My badly made point is we could take the NMI that triggers all this from a
context that has interrupts masked. We can't take the self-IPI until we return
from the NMI, and we return to a context that still has interrupts masked. The
original context may cause the NMI to trigger again before it unmasks
interrupts. In this case we've livelocked, the recovery work never runs.
I think something like polling a status register over a broken-link would do
this. (has my config write been acknowledge?)
> - Drivers that implement AER recovery services are expected to do the
> right thing and shut down IO. To not do so, is a bug in the driver.
> - Drivers that do not implement AER have their devices taken offline.
> It is not uncommon for PCIe errors to amplify. Imagine losing the link
> right after you've fired off several DMA queues. You'd get a stream of
> Unsupported Request errors.

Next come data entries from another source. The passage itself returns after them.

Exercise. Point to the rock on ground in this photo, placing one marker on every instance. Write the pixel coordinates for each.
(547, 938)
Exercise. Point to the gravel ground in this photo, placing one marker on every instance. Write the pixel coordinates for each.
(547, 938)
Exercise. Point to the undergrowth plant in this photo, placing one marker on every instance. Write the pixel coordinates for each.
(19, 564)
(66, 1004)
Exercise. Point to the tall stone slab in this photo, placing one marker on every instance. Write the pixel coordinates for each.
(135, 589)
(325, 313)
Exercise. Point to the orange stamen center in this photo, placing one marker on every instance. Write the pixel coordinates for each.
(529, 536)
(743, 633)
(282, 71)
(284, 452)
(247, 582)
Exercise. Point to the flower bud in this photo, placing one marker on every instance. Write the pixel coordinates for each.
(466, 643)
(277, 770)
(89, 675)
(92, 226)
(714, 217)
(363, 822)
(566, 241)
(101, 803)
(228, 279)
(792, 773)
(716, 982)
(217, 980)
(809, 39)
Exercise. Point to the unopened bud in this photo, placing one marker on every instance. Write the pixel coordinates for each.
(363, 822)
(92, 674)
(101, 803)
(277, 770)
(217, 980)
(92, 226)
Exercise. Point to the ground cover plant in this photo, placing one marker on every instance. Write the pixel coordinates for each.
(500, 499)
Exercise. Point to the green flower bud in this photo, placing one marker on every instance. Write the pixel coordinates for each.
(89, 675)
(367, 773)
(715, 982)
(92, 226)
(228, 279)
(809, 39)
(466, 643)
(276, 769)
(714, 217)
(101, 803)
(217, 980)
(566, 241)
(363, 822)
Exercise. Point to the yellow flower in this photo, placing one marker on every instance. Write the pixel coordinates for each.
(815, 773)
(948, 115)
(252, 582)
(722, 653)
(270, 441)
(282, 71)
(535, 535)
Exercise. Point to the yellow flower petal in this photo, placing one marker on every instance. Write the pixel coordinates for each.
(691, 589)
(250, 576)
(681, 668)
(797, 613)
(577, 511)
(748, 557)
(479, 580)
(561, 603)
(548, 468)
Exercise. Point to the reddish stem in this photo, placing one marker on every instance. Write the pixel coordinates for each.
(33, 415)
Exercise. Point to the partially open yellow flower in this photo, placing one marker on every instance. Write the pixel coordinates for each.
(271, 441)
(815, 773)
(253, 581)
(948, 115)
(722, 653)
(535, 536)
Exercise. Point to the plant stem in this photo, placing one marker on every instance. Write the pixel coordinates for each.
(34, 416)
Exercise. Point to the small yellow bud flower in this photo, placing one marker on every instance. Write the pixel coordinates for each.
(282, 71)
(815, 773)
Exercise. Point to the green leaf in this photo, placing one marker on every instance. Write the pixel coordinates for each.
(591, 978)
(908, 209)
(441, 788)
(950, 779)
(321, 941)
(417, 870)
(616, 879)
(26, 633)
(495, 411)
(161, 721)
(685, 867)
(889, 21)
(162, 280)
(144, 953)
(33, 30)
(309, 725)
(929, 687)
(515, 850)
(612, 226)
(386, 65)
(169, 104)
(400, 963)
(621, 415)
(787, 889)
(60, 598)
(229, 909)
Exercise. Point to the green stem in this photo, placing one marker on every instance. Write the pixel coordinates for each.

AER handles this fairly well.
>>> diff --git a/drivers/acpi/apei/ghes.c b/drivers/acpi/apei/ghes.c
>>> index 2c998125b1d5..7243a99ea57e 100644
>>> --- a/drivers/acpi/apei/ghes.c
>>> +++ b/drivers/acpi/apei/ghes.c
>>> @@ -955,7 +962,7 @@ static void __process_error(struct ghes *ghes)
>>> static int ghes_notify_nmi(unsigned int cmd, struct pt_regs *regs)
>>> {
>>> struct ghes *ghes;
>>> - int sev, ret = NMI_DONE;
>>> + int ret = NMI_DONE;
>>>
>>> if (!atomic_add_unless(&ghes_in_nmi, 1, 1))
>>> return ret;
>>> @@ -968,13 +975,6 @@ static int ghes_notify_nmi(unsigned int cmd, struct pt_regs *regs)
>>> ret = NMI_HANDLED;
>>> }
>>>
>>> - sev = ghes_severity(ghes->estatus->error_severity);
>>> - if (sev >= GHES_SEV_PANIC) {
>>> - oops_begin();
>>> - ghes_print_queued_estatus();
>>> - __ghes_panic(ghes);
>>> - }
>>> -
>>> if (!(ghes->flags & GHES_TO_CLEAR))
>>> continue;
>>
>> For Processor-errors I think this is the wrong thing to do, but we should be
>> able to poke around in the CPER records and find out what we are dealing with.
>
> I don't think being trigger-happy with the panic button is ever a good
> thing. The logic to stop the system exists downstream, and is being
> called.
> I can see an issue if we somehow lose the ability to run queued
> tasks, but in that case, we've already lost control of the machine.
about to loose control of the machine: firmware has saved the day giving us a
clean slate and some standardised messages that describe the fault.
I agree we can do better for AER errors, but I don't think we should make the
handling of other classes of error worse. These classes match nicely to the CPER
record types, which we already have mapped in ghes_notify_nmi().